Fionn Regan – 100 Acres Of Sycamore (Heavenly)

I listened to Fionn Regan’s debut The End Of History endlessly, and believed his talent to be up there with that of Nick Drake’s. Even a cheerleader like me found his second album, The Shadow Of An Empire, disappointing, but thankfully the man from Co Wicklow managed to rediscover what made him so special the first time around. There’s plenty to love here; 'Sow Mare Bitch Vixen', 'The Horses Are Asleep' and 'Golden Light' are all sublime, but 'For A Nightingale', a beautiful promise to the girl of his dreams, is in another league altogether.

Steve Pill

Foster The People - Torches (Columbia)

Following hot on the heels of Young The Giant in the shamelessly-joyous-young-rock-band-with-definite-articles-in-the-middle-of-their-name, Foster The People was definitely this year’s good time band. 'Pumped Up Kicks' was the pinnacle, just pure derivative cool, with little more than a phoned-in vocal performance funking along on a drumbeat that Meg White would dismiss as too primitive.

Pranam Mavahalli

Tom Vek – Leisure Seizure (Island)

Visit Hvar! I was in an internet cafe in Hvar when I saw the video below. It was for Vek’s first new material in five years. Hvar’s a beautiful place, and every time I hear this song I’m taken back there. Perhaps this memory association coloured my opinion of the album a little, which on sober reflection back in wintry Manchester, isn’t quite as good as his debut but is still groovesome in all the right places.

Rory Dollard

Starfucker - Reptilians (Polyvinyl)

With a name like ‘Starfucker’ you’re immediately given to thinking this Oregon three-piece are either headline-seeking halfwits or the latest, unneccesary breed of Rolling Stones copyists. Happily, they are neither. On Reptilians they gleefully pick up the hedonistic, dance-rock baton that MGMT discarded recently in favour of something entirely less appealing. There are brash synths, the odd endlessly hummable melody, a choice sample here and there and some nice vocal work reminiscent of My Bloody Valentine.

Dom Farrell

The Pains of Being Pure At Heart - Belong (PIAS)

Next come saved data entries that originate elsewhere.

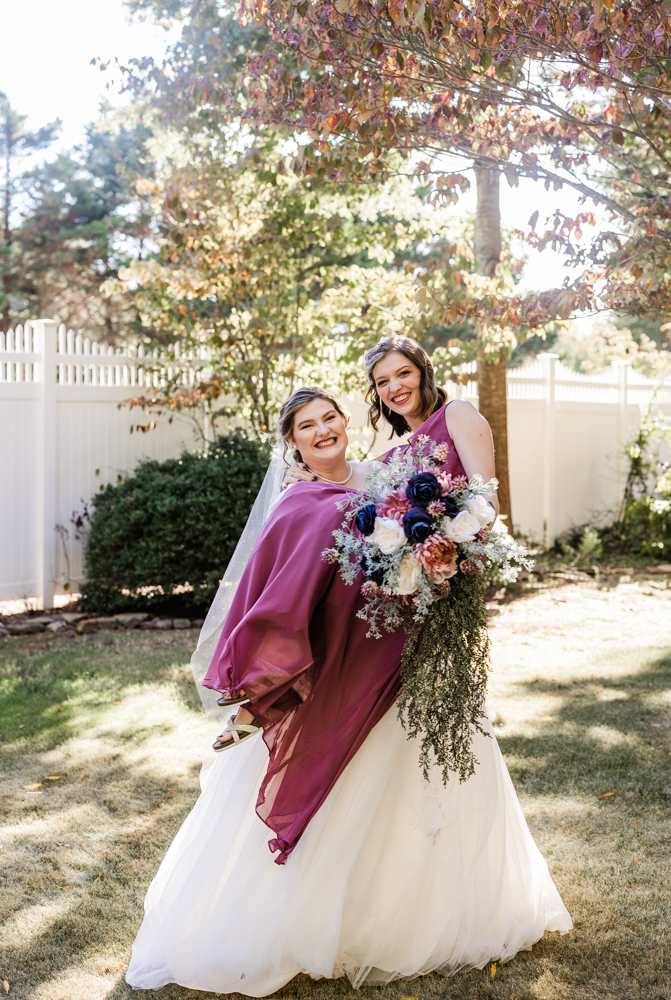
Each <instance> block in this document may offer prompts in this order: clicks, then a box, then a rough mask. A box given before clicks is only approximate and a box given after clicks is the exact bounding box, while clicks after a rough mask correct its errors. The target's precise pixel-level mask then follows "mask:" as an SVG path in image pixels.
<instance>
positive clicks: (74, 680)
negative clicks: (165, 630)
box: [0, 632, 200, 749]
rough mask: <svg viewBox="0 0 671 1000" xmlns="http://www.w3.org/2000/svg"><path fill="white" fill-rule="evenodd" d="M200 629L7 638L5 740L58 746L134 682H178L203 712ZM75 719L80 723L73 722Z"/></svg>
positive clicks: (3, 723)
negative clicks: (20, 740)
mask: <svg viewBox="0 0 671 1000" xmlns="http://www.w3.org/2000/svg"><path fill="white" fill-rule="evenodd" d="M196 641H197V639H196V635H195V633H191V632H188V633H186V634H185V633H179V634H178V633H165V634H164V635H160V636H157V635H146V634H145V635H142V634H138V633H130V634H129V633H120V632H111V633H101V634H99V635H95V636H76V637H73V638H68V639H63V638H57V639H55V640H47V639H46V638H45V637H43V636H38V637H36V638H33V639H32V640H25V639H24V640H21V639H19V640H9V641H8V640H5V642H4V644H3V646H2V647H1V648H0V719H2V723H1V729H0V745H1V744H2V743H6V742H9V741H11V742H16V741H17V740H22V741H24V742H26V743H28V744H30V746H31V747H32V748H33V749H36V748H41V749H46V748H48V747H54V746H57V745H58V744H59V743H61V742H63V741H64V740H66V739H68V738H70V736H71V735H72V732H73V728H72V727H73V726H74V727H77V725H78V723H79V721H80V711H81V708H82V700H83V699H85V700H86V708H87V710H88V711H89V712H91V711H95V709H103V708H106V707H107V706H109V704H110V701H112V700H113V699H114V698H115V697H119V696H120V695H121V694H122V693H123V691H124V690H125V689H127V688H128V686H129V685H133V684H134V685H143V684H152V685H155V684H160V683H164V682H166V681H170V682H172V684H173V686H174V689H175V693H176V694H177V695H178V697H179V699H180V701H181V702H182V703H183V705H184V707H185V708H188V709H192V710H194V711H200V701H199V699H198V693H197V691H196V689H195V686H194V683H193V679H192V676H191V671H190V669H189V668H188V663H189V659H190V655H191V652H192V650H193V647H194V645H195V642H196ZM70 724H72V725H70Z"/></svg>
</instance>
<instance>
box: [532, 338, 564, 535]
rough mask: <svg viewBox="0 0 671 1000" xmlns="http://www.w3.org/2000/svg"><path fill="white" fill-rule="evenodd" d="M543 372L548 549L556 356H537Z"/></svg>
mask: <svg viewBox="0 0 671 1000" xmlns="http://www.w3.org/2000/svg"><path fill="white" fill-rule="evenodd" d="M537 360H538V361H540V363H541V369H542V372H543V399H544V401H545V414H544V420H543V545H544V546H545V548H549V547H550V545H552V543H553V542H554V540H555V496H554V491H555V465H556V457H557V456H556V448H555V366H556V364H557V361H558V360H559V355H558V354H539V355H537Z"/></svg>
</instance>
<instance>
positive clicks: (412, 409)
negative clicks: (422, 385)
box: [373, 351, 422, 418]
mask: <svg viewBox="0 0 671 1000" xmlns="http://www.w3.org/2000/svg"><path fill="white" fill-rule="evenodd" d="M373 378H374V380H375V388H376V390H377V394H378V396H379V397H380V399H381V400H382V402H383V403H384V404H385V406H388V407H389V409H390V410H393V411H394V413H400V414H401V415H402V416H404V417H406V418H407V417H414V416H417V415H418V414H419V412H420V410H421V399H420V396H419V385H420V382H421V380H422V373H421V372H420V370H419V368H418V367H417V365H416V364H414V363H413V362H412V361H410V359H409V358H406V356H405V354H401V352H400V351H390V352H389V354H387V355H386V356H385V357H384V358H382V360H381V361H378V363H377V364H376V365H375V368H374V369H373Z"/></svg>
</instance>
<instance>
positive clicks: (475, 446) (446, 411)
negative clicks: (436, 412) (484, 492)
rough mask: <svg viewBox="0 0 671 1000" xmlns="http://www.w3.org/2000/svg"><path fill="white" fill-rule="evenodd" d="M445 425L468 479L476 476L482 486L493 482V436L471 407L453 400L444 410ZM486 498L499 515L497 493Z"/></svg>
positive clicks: (477, 414) (475, 410) (495, 510)
mask: <svg viewBox="0 0 671 1000" xmlns="http://www.w3.org/2000/svg"><path fill="white" fill-rule="evenodd" d="M445 423H446V424H447V429H448V431H449V434H450V437H451V438H452V440H453V441H454V446H455V448H456V449H457V454H458V455H459V458H460V459H461V464H462V465H463V467H464V471H465V473H466V475H467V476H468V478H469V479H472V478H473V476H476V475H478V476H482V478H483V480H484V481H485V482H488V480H490V479H494V478H495V476H496V472H495V467H494V441H493V439H492V432H491V429H490V426H489V424H488V423H487V421H486V420H485V418H484V417H483V416H481V414H479V413H478V411H477V410H476V409H475V407H474V406H473V404H472V403H469V402H468V401H467V400H465V399H455V400H454V401H453V402H452V403H450V405H449V406H448V407H447V408H446V410H445ZM486 496H487V499H488V500H489V501H490V502H491V504H492V506H493V508H494V510H495V511H496V513H497V515H498V513H499V500H498V497H497V495H496V493H488V494H486Z"/></svg>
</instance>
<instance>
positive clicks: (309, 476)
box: [282, 462, 317, 490]
mask: <svg viewBox="0 0 671 1000" xmlns="http://www.w3.org/2000/svg"><path fill="white" fill-rule="evenodd" d="M316 478H317V477H316V476H315V475H313V473H312V472H310V471H309V469H308V468H307V466H306V465H303V464H299V463H298V462H295V463H294V464H293V465H292V466H291V468H290V469H289V470H288V471H287V474H286V476H285V477H284V482H283V483H282V489H283V490H285V489H286V488H287V486H291V484H292V483H300V482H304V483H311V482H313V481H314V480H315V479H316Z"/></svg>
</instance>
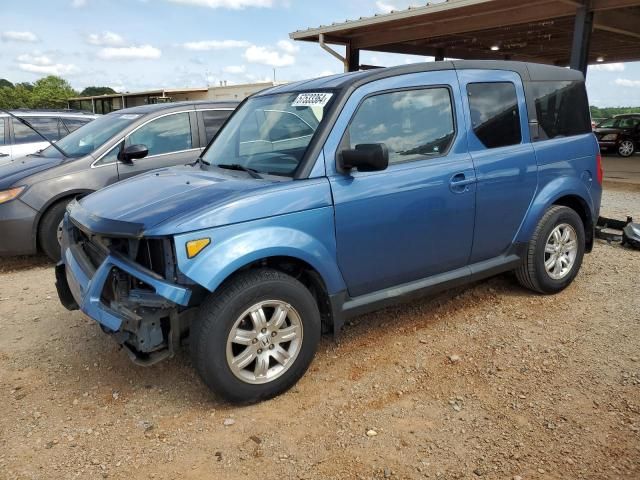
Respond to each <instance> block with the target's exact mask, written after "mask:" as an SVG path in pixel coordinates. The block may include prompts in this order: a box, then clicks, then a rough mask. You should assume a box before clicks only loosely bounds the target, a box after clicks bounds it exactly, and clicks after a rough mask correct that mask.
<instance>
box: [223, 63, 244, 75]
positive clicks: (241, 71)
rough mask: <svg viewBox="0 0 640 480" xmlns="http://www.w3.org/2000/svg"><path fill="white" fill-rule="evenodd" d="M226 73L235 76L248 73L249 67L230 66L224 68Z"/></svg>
mask: <svg viewBox="0 0 640 480" xmlns="http://www.w3.org/2000/svg"><path fill="white" fill-rule="evenodd" d="M222 71H223V72H224V73H230V74H233V75H238V74H240V73H244V72H246V71H247V67H245V66H244V65H229V66H228V67H224V68H223V69H222Z"/></svg>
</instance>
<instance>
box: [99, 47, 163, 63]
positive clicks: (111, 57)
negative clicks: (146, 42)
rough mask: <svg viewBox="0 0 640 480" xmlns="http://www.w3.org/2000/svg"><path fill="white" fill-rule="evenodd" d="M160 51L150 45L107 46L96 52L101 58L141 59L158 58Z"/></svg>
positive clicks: (161, 52)
mask: <svg viewBox="0 0 640 480" xmlns="http://www.w3.org/2000/svg"><path fill="white" fill-rule="evenodd" d="M161 55H162V51H161V50H160V49H159V48H156V47H152V46H151V45H140V46H131V47H107V48H103V49H102V50H100V51H99V52H98V57H100V58H102V59H103V60H143V59H154V58H160V56H161Z"/></svg>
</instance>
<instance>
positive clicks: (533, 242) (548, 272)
mask: <svg viewBox="0 0 640 480" xmlns="http://www.w3.org/2000/svg"><path fill="white" fill-rule="evenodd" d="M584 252H585V233H584V225H583V223H582V219H581V218H580V216H579V215H578V214H577V213H576V212H575V211H574V210H572V209H571V208H568V207H562V206H552V207H551V208H549V209H548V210H547V211H546V213H545V214H544V216H543V217H542V219H540V222H539V223H538V226H537V227H536V230H535V232H534V234H533V236H532V237H531V241H530V242H529V245H528V247H527V252H526V254H525V256H524V258H523V259H522V265H521V266H520V267H519V268H518V269H517V270H516V276H517V277H518V281H519V282H520V284H521V285H522V286H523V287H525V288H528V289H530V290H533V291H535V292H538V293H544V294H548V295H550V294H555V293H559V292H561V291H562V290H564V289H565V288H567V287H568V286H569V285H571V283H572V282H573V280H574V279H575V278H576V276H577V275H578V272H579V271H580V266H581V265H582V259H583V257H584Z"/></svg>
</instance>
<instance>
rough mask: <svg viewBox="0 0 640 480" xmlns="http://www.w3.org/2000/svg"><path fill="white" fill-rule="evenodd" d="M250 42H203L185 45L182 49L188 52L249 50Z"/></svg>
mask: <svg viewBox="0 0 640 480" xmlns="http://www.w3.org/2000/svg"><path fill="white" fill-rule="evenodd" d="M250 46H251V44H250V43H249V42H245V41H241V40H205V41H202V42H187V43H183V44H182V47H183V48H186V49H187V50H195V51H206V50H227V49H231V48H247V47H250Z"/></svg>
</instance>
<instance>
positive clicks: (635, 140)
mask: <svg viewBox="0 0 640 480" xmlns="http://www.w3.org/2000/svg"><path fill="white" fill-rule="evenodd" d="M594 133H595V135H596V138H597V139H598V144H599V145H600V150H602V151H603V152H606V151H615V152H616V153H617V154H618V155H620V156H621V157H630V156H632V155H633V154H634V153H636V152H637V151H638V149H640V113H629V114H624V115H616V116H615V117H613V118H609V119H607V120H605V121H603V122H602V123H600V124H599V125H598V126H597V127H596V128H595V130H594Z"/></svg>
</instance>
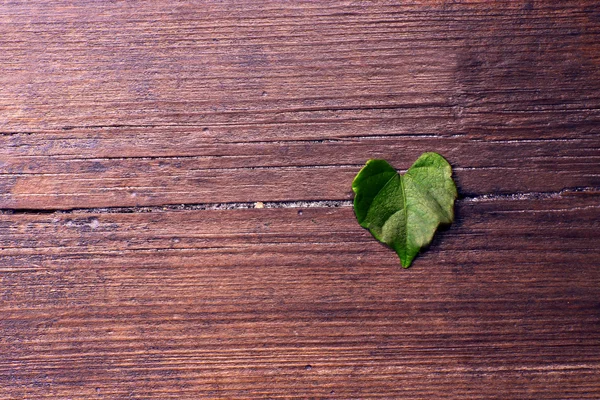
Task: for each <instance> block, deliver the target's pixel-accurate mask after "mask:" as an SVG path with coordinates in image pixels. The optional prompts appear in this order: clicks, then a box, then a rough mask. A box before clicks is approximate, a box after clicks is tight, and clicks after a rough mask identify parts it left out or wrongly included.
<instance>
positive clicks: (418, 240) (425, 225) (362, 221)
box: [352, 153, 457, 268]
mask: <svg viewBox="0 0 600 400" xmlns="http://www.w3.org/2000/svg"><path fill="white" fill-rule="evenodd" d="M352 190H353V191H354V193H355V196H354V213H355V214H356V219H357V220H358V223H359V224H360V225H361V226H362V227H364V228H367V229H369V231H370V232H371V234H373V236H375V238H376V239H377V240H379V241H380V242H383V243H385V244H387V245H388V246H390V247H391V248H392V249H394V250H395V251H396V253H397V254H398V257H400V261H401V262H402V266H403V267H404V268H408V267H410V264H411V263H412V260H413V259H414V258H415V257H416V255H417V254H418V253H419V251H420V250H421V248H423V247H424V246H427V245H428V244H429V243H431V239H432V238H433V234H434V233H435V231H436V230H437V228H438V226H439V225H440V224H449V223H451V222H452V220H453V219H454V200H456V196H457V192H456V185H455V184H454V181H453V180H452V168H451V167H450V164H448V161H446V159H444V157H442V156H440V155H439V154H437V153H424V154H422V155H421V157H419V159H418V160H417V161H415V163H414V164H413V165H412V167H410V168H409V169H408V171H406V173H405V174H404V175H400V174H398V173H397V172H396V170H395V169H394V168H393V167H392V166H391V165H390V164H388V163H387V162H386V161H385V160H369V161H367V164H366V165H365V166H364V167H363V168H362V169H361V170H360V172H359V173H358V174H357V175H356V177H355V178H354V181H353V182H352Z"/></svg>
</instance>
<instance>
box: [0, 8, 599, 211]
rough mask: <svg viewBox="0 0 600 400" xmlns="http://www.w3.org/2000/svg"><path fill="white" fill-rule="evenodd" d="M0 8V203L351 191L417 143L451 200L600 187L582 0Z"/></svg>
mask: <svg viewBox="0 0 600 400" xmlns="http://www.w3.org/2000/svg"><path fill="white" fill-rule="evenodd" d="M17 5H18V6H17ZM0 7H1V8H0V11H1V12H0V18H2V24H0V36H1V37H2V42H1V43H0V50H1V51H0V65H2V68H3V69H4V70H5V71H6V72H7V73H5V74H0V126H1V128H0V130H1V131H2V132H3V135H2V136H0V173H1V174H2V181H1V183H0V189H1V191H0V208H17V209H68V208H84V207H120V206H149V205H163V204H177V203H186V204H189V203H204V202H209V203H217V202H245V201H259V200H260V201H286V200H331V199H348V198H350V197H351V193H350V190H349V187H350V186H349V183H350V181H351V179H352V177H353V176H354V174H355V173H356V172H357V171H358V168H359V167H360V165H362V164H363V163H364V161H365V160H366V159H368V158H372V157H385V158H387V159H389V160H390V161H392V162H394V163H395V164H396V165H397V166H398V168H401V169H404V168H407V167H408V166H409V165H410V163H411V162H412V161H413V160H414V159H415V158H416V157H417V156H418V155H419V154H420V153H421V152H423V151H428V150H434V151H439V152H441V153H442V154H444V155H446V156H447V157H448V158H449V159H450V161H451V162H452V163H453V164H454V165H455V166H456V167H457V173H456V176H457V180H458V181H459V184H460V187H461V191H462V194H464V195H480V194H486V193H492V192H497V193H515V192H538V191H539V192H559V191H560V190H562V189H565V188H575V187H598V186H600V181H599V179H600V172H599V170H598V168H600V167H599V165H600V164H599V163H598V157H599V153H598V140H599V139H598V137H599V135H598V133H599V132H598V126H599V123H600V119H599V117H600V72H599V71H600V40H597V39H598V38H599V37H600V36H599V32H600V30H599V29H598V24H597V23H596V22H597V15H598V8H597V6H596V4H595V2H586V1H578V2H572V3H569V4H561V5H556V4H552V3H549V2H540V3H539V4H538V3H535V4H533V3H530V2H525V3H519V2H514V3H511V4H509V5H505V4H502V5H500V4H499V3H490V2H487V1H486V2H483V1H473V2H470V3H468V4H462V5H460V6H458V5H451V4H447V3H445V2H440V3H428V2H425V3H411V4H410V5H404V6H401V5H397V4H386V3H367V4H363V5H362V6H361V7H360V8H356V7H352V5H351V3H349V2H340V3H336V4H335V5H322V4H313V3H298V4H280V3H278V2H265V3H264V4H262V5H261V6H257V5H255V4H250V3H243V2H242V3H240V4H236V7H231V5H227V4H226V3H210V4H204V5H203V6H202V7H194V6H192V5H190V4H186V3H180V4H179V3H178V5H177V6H173V5H172V4H170V3H164V2H158V1H150V2H145V3H144V7H140V8H136V9H135V13H134V14H132V11H133V10H132V9H131V8H129V7H127V6H124V5H114V4H109V3H98V2H87V1H81V2H77V3H75V4H73V3H71V2H69V3H68V4H67V3H65V2H60V1H59V2H56V1H52V2H49V1H37V2H35V3H30V2H28V3H19V2H17V3H14V4H13V3H11V4H10V5H8V4H5V5H0ZM424 26H425V28H424ZM313 140H316V141H319V142H317V143H313V142H307V141H313ZM523 164H525V165H524V166H523ZM315 166H319V167H323V169H314V168H313V167H315ZM255 167H261V168H258V169H256V168H255ZM262 167H270V168H269V169H267V168H262ZM271 167H283V168H275V169H273V168H271ZM519 168H524V169H523V170H519Z"/></svg>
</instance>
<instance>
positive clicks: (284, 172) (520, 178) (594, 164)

Picking up the subtle nods to the future given by their Higher Than The Stars EP, The Pains of Being Pure at Heart’s second effort has not inspired the outpouring of affection garnered by their eponymous 2009 debut. This is largely because the scuzzy, fuzzy guitars apparently lifted from the fantasy rock’n’roll band dreamed up by many an adolescent have been replaced by Youth’s trademark kitchen-sink production. However, no big-name knob-twiddler can bury the way Pains effortlessly find their way around superb guitar pop. This is satellite-navigation songwriting, best displayed here by the magnificent 'Heaven's Gonna Happen Now'.

The Pains of Being Pure at Heart - Heavens Gonna Happen Now by IKilledMarloweA


  1. This is kinda weird. I was passing the time before the blog updated this morning by hitting F5 and trying to remember who did that Isabel tune I've been hearing on 6 Music. I had no idea he was Ian Dury's son. I think I like it.

  2. It's obscenely 'trendy' but my favourite song from today's selection is Tom Vek.